Where should we start. For one thing, talking about jazz is too broad. Over time, what is considered a good jazz sound has evolved substantially, from the original New Orleans stuff to contemporary jazz derived (more often than not) from the jazz composed between 1946 and 1949 where new fundamental aesthetic in jazz basically stopped evolving (hard bop and cool with jazzmen essentially altering the patterns invented just after the war - but I digress).

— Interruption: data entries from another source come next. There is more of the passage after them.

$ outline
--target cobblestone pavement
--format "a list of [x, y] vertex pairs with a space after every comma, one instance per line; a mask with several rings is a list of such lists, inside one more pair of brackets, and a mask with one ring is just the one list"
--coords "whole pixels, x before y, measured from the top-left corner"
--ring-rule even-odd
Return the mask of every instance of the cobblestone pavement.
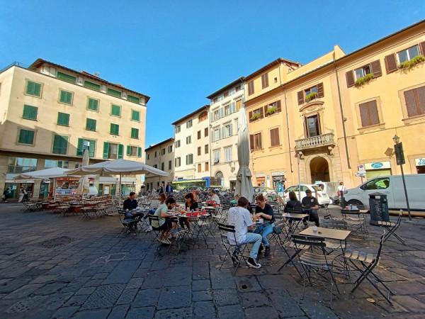
[[[218, 240], [176, 256], [151, 245], [152, 234], [120, 230], [116, 216], [87, 220], [0, 205], [0, 318], [425, 318], [424, 220], [403, 220], [407, 246], [384, 246], [377, 272], [395, 292], [392, 306], [368, 283], [353, 294], [341, 284], [333, 310], [319, 286], [301, 300], [294, 268], [278, 272], [286, 259], [278, 250], [261, 269], [232, 276], [231, 262], [218, 270]], [[380, 232], [370, 227], [368, 237], [349, 243], [375, 251]]]

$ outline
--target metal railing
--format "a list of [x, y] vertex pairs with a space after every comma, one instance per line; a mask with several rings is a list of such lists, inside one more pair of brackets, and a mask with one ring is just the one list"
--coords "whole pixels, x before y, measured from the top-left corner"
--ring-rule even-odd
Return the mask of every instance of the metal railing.
[[327, 133], [312, 138], [295, 140], [295, 150], [319, 147], [321, 146], [335, 145], [334, 133]]

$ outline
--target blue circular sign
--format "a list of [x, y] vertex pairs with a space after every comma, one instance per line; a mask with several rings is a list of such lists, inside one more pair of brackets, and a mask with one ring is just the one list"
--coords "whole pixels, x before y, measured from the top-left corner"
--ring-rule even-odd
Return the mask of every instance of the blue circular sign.
[[381, 162], [372, 163], [370, 166], [373, 168], [381, 168], [384, 164]]

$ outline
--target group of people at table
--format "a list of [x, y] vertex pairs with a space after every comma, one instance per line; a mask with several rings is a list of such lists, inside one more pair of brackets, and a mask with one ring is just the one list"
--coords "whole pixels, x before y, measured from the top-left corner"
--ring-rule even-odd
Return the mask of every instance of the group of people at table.
[[[306, 191], [306, 196], [301, 201], [297, 198], [295, 192], [289, 193], [289, 201], [286, 203], [284, 211], [285, 213], [303, 213], [308, 215], [304, 224], [307, 225], [307, 220], [314, 223], [316, 226], [319, 225], [319, 202], [312, 195], [310, 190]], [[184, 208], [187, 212], [198, 211], [200, 207], [198, 204], [196, 194], [187, 194], [185, 197]], [[215, 205], [220, 205], [220, 198], [213, 191], [210, 193], [210, 201]], [[158, 218], [152, 220], [151, 226], [157, 231], [160, 231], [158, 240], [164, 245], [170, 245], [170, 237], [178, 232], [178, 224], [171, 221], [171, 218], [176, 216], [176, 210], [180, 206], [172, 196], [168, 197], [164, 194], [159, 195], [159, 205], [157, 208], [152, 209], [149, 214], [157, 216]], [[128, 211], [126, 218], [147, 218], [149, 214], [135, 212], [137, 207], [137, 201], [135, 194], [130, 194], [128, 198], [124, 201], [123, 208]], [[254, 209], [253, 209], [254, 208]], [[132, 210], [133, 210], [132, 211]], [[235, 233], [229, 233], [227, 238], [231, 245], [237, 247], [232, 255], [232, 261], [237, 262], [238, 245], [251, 243], [252, 247], [249, 252], [249, 257], [246, 260], [248, 266], [251, 268], [259, 269], [261, 265], [258, 262], [258, 255], [264, 250], [264, 257], [270, 254], [270, 244], [268, 237], [273, 233], [275, 227], [275, 216], [273, 209], [266, 203], [262, 194], [256, 197], [255, 208], [251, 207], [249, 201], [245, 197], [240, 197], [237, 200], [235, 207], [231, 207], [227, 214], [227, 225], [234, 226]], [[182, 228], [191, 229], [191, 223], [188, 218], [180, 216], [178, 223]], [[236, 239], [236, 242], [235, 242]]]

Let me make a wide generalization. As jazz evolved, it became more formal with a precise way of playing the music, repeated patterns, etc. A modern jazz musician has to learn a big body of style, knowledge, technique, repertoire, etc. in order to join the club. Some jazzmen are even allowed to try new things. As a side effect of this, jazz sound has come closer to classical sound in all instruments since the fundation of jazzmenship now require a solid classical training. Hence, jazz sound is becoming darker in all instruments (including the clarinet). Brightness is associated with popular, folk music; darkerness is associated with formally studied music. As a matter of fact, bright sound is often the result of poor equipment and poor training, since technique and technology (in all instruments, not just the clarinet) tends to wash out the noise (i.e. the high partials). So, here we have it: If you want to play leading edge jazz, get first the best classical sound that you can get, and then work from this basis. Soften the reed, pitch the lip, think thin and bingo: your beautiful dark sound is now tolerable for "popular" music. But try the other around (try to darken from a bright platform) and you are finished.
Dark is beautiful. Let's never forget that.
By the way, if you play jazz, try to invent something new every now and then. One get so tired of the same old thing that jazz produces. The great pieces of the classical repertoire have some much emotional and aethetic depth that they stand on their own and survive even weak performance. But jazz is thin. If it is not done by Masters, it is essentially boring and shallow.
Hum, let's get the flame throwers here.